Zitat: Präsidentin des Sozialgerichts Berlin, Frau Sabine Schudoma (2013)

Aktenberg beim Sozialgericht Berlin pro Jahr seit 2005
Quelle: https://www.berlin.de/gerichte/sozialgericht/

Der erste komplett digitale Gerichtssaal

All diesen Problemen begegnet ein Berliner Sozialgericht nun mit der Digitalisierung und weiht den ersten voll digitalen Gerichtssaal ein. Dies geschah am vergangenen Mittwoch auf ganz digitale Weise. Justizsenator Dirk Berendt zerschnitt zu diesem Zweck weder ein Band, noch drückte er auf einen analogen Knopf. Stattdessen erfolgte die Einweihung mittels eines Buttons auf einem Bildschirm. Dieser symbolische Akt sollte die Hinwendung zu digitalen Arbeitstechniken veranschaulichen.

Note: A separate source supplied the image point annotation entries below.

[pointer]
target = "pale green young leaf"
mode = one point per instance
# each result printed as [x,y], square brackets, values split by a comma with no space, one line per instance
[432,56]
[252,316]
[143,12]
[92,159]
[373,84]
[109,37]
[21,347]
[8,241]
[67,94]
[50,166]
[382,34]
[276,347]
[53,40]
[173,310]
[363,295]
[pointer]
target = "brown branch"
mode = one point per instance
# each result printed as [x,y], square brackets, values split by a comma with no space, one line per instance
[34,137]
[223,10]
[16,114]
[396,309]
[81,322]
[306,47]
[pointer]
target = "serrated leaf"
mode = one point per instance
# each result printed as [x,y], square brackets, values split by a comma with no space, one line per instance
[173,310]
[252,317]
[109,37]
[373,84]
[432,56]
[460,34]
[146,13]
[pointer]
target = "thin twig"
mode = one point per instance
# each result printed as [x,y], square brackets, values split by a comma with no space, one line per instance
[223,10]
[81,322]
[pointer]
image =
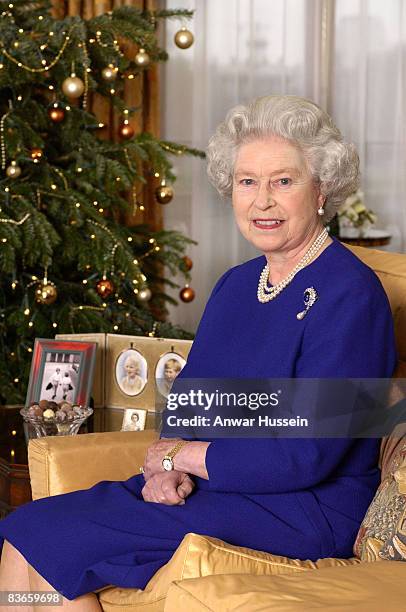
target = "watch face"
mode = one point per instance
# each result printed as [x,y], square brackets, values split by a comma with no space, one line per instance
[167,464]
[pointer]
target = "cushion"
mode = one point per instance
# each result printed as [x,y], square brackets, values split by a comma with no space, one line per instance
[199,556]
[369,587]
[382,534]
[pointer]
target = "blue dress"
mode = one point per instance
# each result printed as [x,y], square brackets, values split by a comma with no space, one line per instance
[303,498]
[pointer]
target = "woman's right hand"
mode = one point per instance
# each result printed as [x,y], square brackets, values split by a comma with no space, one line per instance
[170,488]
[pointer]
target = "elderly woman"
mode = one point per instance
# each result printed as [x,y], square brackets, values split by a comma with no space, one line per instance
[287,169]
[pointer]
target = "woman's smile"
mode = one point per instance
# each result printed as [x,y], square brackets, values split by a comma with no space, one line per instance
[267,224]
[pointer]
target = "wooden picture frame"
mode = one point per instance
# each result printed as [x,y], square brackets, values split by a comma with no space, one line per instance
[153,351]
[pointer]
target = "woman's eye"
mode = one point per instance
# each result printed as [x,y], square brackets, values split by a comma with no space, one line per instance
[283,182]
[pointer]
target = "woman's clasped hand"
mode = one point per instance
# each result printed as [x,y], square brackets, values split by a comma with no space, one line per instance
[170,488]
[173,487]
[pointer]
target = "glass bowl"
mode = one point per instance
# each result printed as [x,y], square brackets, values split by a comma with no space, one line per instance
[56,426]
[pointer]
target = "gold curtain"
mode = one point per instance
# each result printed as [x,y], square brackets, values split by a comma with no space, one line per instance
[142,92]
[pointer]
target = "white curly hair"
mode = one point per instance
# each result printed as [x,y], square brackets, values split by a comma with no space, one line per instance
[333,163]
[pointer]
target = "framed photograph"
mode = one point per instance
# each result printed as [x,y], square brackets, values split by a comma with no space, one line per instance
[134,419]
[168,367]
[61,370]
[98,375]
[131,371]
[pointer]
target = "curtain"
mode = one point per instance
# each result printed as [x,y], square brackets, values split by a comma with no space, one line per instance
[142,92]
[242,49]
[369,102]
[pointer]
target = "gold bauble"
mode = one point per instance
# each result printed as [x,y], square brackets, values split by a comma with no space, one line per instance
[144,295]
[188,262]
[14,170]
[73,87]
[46,293]
[56,114]
[36,153]
[187,294]
[164,194]
[184,39]
[104,287]
[142,58]
[110,73]
[126,131]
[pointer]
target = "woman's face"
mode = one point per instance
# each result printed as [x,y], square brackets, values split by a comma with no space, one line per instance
[271,183]
[170,373]
[131,368]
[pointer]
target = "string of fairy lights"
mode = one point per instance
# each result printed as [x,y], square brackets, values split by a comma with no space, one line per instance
[75,87]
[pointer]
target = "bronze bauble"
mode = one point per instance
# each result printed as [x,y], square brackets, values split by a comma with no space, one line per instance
[164,194]
[184,39]
[104,287]
[73,87]
[13,170]
[46,293]
[188,262]
[56,114]
[142,58]
[110,73]
[187,294]
[126,131]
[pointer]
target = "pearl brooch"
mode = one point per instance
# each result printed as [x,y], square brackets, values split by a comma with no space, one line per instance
[310,296]
[266,293]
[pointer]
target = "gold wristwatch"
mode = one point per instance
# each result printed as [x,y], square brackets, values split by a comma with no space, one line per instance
[167,461]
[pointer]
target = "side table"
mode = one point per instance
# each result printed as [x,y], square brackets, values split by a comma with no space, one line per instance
[15,487]
[373,238]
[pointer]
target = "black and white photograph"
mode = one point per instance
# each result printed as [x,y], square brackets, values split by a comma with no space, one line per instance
[61,371]
[131,372]
[60,377]
[134,420]
[167,369]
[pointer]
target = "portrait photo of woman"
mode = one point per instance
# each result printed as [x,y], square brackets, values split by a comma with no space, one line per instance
[131,372]
[133,420]
[167,369]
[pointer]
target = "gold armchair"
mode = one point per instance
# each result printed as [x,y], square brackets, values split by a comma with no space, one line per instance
[206,573]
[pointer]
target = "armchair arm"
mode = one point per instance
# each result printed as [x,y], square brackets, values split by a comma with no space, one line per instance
[379,585]
[61,464]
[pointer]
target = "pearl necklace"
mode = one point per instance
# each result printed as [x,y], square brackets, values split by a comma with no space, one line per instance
[266,293]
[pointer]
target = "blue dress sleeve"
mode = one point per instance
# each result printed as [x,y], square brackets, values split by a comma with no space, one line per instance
[352,338]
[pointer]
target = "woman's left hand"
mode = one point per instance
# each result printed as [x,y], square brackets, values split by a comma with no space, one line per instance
[155,453]
[191,458]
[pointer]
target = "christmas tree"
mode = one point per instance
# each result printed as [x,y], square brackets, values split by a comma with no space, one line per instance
[69,261]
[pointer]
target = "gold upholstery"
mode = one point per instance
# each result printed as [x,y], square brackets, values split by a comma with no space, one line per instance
[368,587]
[209,574]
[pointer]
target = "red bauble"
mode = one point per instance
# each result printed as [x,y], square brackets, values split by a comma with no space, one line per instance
[187,294]
[104,287]
[188,262]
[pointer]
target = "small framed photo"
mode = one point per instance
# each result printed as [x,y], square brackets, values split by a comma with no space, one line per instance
[131,371]
[61,370]
[168,367]
[134,419]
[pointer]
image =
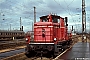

Fortan stehen den Richterinnen und Richtern in diesem Gerichtssaal zahlreiche digitale Technologien zur Verfügung. Wenn zum Beispiel ein Kläger oder ein Zeuge unter einer bestimmten Krankheit leidet, können sie sich Hintergrundinformationen zu der Krankheit auf einem Bildschirm anzeigen lassen. Ebenso ist es möglich, bei Bedarf Einblick in die Krankenakten der jeweiligen Personen zu nehmen, ohne dass die ärztliche Schweigepflicht gefährdet würde.

Häufig nehmen (Staats-)Anwälte Bezug auf Präzedenzfälle oder gehen auf bestimmte Dokumente und Unterlagen ein. Die entsprechenden Paragrafen, Kommentare und Unterlagen können sich die Richterinnen und Richter nun anzeigen lassen und direkt darauf eingehen. Hierdurch vermeidet die Justiz Verzögerungen und stellt sicher, dass Richterinnen und Richter immer bestmöglich informiert sind.

Lediglich die ersten Schritte sind gegangen

Mit diesen Maßnahmen geht Berlin einen ersten Schritt in Richtung digitaler Justiz. Bis dieser Prozess abgeschlossen ist, wird aber noch eine Menge Zeit vergehen. Denn es ist bei Weitem nicht so, dass die Aktenberge durch die Digitalisierung verschwinden würden. Denn aktuell liegen alle Daten, Dokumente und Informationen noch sowohl in Papierform als auch digital vor. Eine komplette Digitalisierung aller relevanten Bereiche liegt daher noch in weiter Ferne.

Wie teuer die Digitalisierung des kompletten Gerichts werden wird, lässt sich nicht eindeutig sagen. Die Mittel für die Umrüstung des Saals 9 im Sozialgericht in der Invalidenstraße stammen jedenfalls aus dem landeseigenen Siwana-Fonds. Hierdurch wurde unter anderem „Opex“ finanziert. Hierbei handelt es sich um ein Gerät, dass Dokumente einscannt, die dazugehörigen Aktenzeichen erfasst und hieraus digitale Akten anlegt. Diese sind es, auf die die Richterinnen und Richter im Laufe der Verhandlungen dann zugreifen.

Gerichte sind gesetzlich verpflichtet die „eAkte“ einzuführen

Mit dem Gesetz zur Förderung des elektronischen Rechtsverkehrs mit den Gerichten (BGBl. I 3786 ff) hat der Gesetzgeber die Gerichte verpflichtet, spätestens ab dem 1. Januar 2022 mit Rechtsanwältinnen und Rechtsanwälten sowie Behörden ausnahmslos elektronisch zu kommunizieren.